The residues can be calculated. All poles are of order 1, so this is an easy task.
\begin{align}
\begin{split}
\res{z=\iu}{p(z)}&=\lim_{z\rightarrow\iu}(z-\iu)p(z)\\
&=\lim_{z\rightarrow\iu}\frac{z-\iu}{\left(z+\iu\right)\left(z-\iu\right)\left(z+2\iu\right)\left(z-2\iu\right)}\\
&=\lim_{z\rightarrow\iu}\frac{1}{\left(z+\iu\right)\left(z+2\iu\right)\left(z-2\iu\right)}\\
&=-\frac{\iu}{6}
\end{split}\label{eqn:q2_res1}
\end{align}
\begin{align}
\begin{split}
\res{z=2\iu}{p(z)}&=\lim_{z\rightarrow 2\iu}(z-2\iu)p(z)\\
&=\lim_{z\rightarrow 2\iu}\frac{z-2\iu}{\left(z+\iu\right)\left(z-\iu\right)\left(z+2\iu\right)\left(z-2\iu\right)}\\
&=\lim_{z\rightarrow 2\iu}\frac{1}{\left(z+\iu\right)\left(z-\iu\right)\left(z+2\iu\right)}\\
&=\frac{\iu}{12}
\end{split}\label{eqn:q2_res2}
\end{align}

\end{document}

2 Answers 2

3

Here is a way, with the empheq package (which loads mathtools) and flalign.
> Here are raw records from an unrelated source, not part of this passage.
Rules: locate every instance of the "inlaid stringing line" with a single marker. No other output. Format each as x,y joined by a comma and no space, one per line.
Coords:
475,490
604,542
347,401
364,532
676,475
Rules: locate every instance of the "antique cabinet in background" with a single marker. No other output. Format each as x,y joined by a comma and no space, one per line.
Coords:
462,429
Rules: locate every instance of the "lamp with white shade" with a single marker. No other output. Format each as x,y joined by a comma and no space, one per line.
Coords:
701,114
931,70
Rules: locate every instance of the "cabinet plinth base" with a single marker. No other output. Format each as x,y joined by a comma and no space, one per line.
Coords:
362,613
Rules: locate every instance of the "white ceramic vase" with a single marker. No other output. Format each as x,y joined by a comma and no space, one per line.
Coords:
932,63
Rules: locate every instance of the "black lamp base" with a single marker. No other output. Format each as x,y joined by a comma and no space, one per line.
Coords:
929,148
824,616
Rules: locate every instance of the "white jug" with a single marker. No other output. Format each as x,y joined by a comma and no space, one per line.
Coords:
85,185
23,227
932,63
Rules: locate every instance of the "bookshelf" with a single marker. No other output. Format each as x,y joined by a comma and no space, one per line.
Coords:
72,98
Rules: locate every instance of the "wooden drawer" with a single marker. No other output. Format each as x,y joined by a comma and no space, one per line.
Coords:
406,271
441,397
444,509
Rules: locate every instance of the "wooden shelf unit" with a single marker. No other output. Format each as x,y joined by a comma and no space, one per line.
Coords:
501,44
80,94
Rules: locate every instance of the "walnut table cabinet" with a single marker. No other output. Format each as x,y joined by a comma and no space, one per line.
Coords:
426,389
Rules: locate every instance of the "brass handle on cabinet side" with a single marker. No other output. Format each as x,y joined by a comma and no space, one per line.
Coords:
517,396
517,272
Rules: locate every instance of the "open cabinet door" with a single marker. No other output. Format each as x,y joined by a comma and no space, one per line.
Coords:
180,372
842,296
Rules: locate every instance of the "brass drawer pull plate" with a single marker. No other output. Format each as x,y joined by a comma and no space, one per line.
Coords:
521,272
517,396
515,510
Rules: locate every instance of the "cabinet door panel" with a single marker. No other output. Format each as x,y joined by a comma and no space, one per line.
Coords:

Note one can have two variants, according to the placement of the &:

\documentclass[12pt]{article}
\usepackage{amsmath}
\usepackage{amssymb}
\usepackage{empheq}

\newcommand{\iu}{\mathrm{i}} %imaginary unit
\newcommand{\eu}{\mathrm{e}} %euler number
\newcommand{\dd}[1]{{\mathrm{d}#1}} %derivative
\usepackage{dutchcal} %Cursive font for Res operator
\newcommand{\res}[2]{\mathop{\mathcal{Res}}\limits_{#1}\left\{{#2}\right\}}

\begin{document}

The residues can be calculated. All poles are of order 1, so this is an easy task.
\begin{empheq}[right = \empheqrbrace]{flalign}
  & & &\begin{split}
  \res{z=\iu}{p(z)}&=\lim_{z → \iu}(z-\iu)p(z) \\
  & =\lim_{z → \iu}\frac{z-\iu}{\left(z+\iu\right)\left(z-\iu\right)\left(z+2\iu\right)\left(z-2\iu\right)}\\
  & =\lim_{z → \iu}\frac{1}{\left(z+\iu\right)\left(z+2\iu\right)\left(z-2\iu\right)}\\
  & =-\frac{\iu}{6}
  \end{split} & &
  \label{eqn:q2_res1}
\end{empheq}
\vspace{6ex}
\begin{empheq}[right=\empheqrbrack]{flalign}
  & & \begin{split}
  \res{z=2\iu}{p(z)}&=\lim_{z → 2\iu}(z-2\iu)p(z)\\
  &=\lim_{z → 2\iu}\frac{z-2\iu}{\left(z+\iu\right)\left(z-\iu\right)\left(z+2\iu\right)\left(z-2\iu\right)}\\
  &=\lim_{z → 2\iu}\frac{1}{\left(z+\iu\right)\left(z-\iu\right)\left(z+2\iu\right)}\\
  &=\frac{\iu}{12}
  \end{split} & \label{eqn:q2_res2}
\end{empheq}

\end{document} 

enter image description here

3
  • Is there any way, within a single align environment, to automatically do this for all equations encapsulated within split, but not stand-alone equations? Commented Apr 4, 2017 at 9:01
  • Do you mean several split environments, each with its own brace or bracket?
    – Bernard
    Commented Apr 4, 2017 at 9:15
  • Yes. I want to have a single align environment, within which I would have both single-line equations and split equations across multiple lines. I'd like the bracket placement to occur only for the equations spanning multiple lines. Commented Apr 6, 2017 at 1:50
0

By enclosing the whole equation set in an array and using \left. \right].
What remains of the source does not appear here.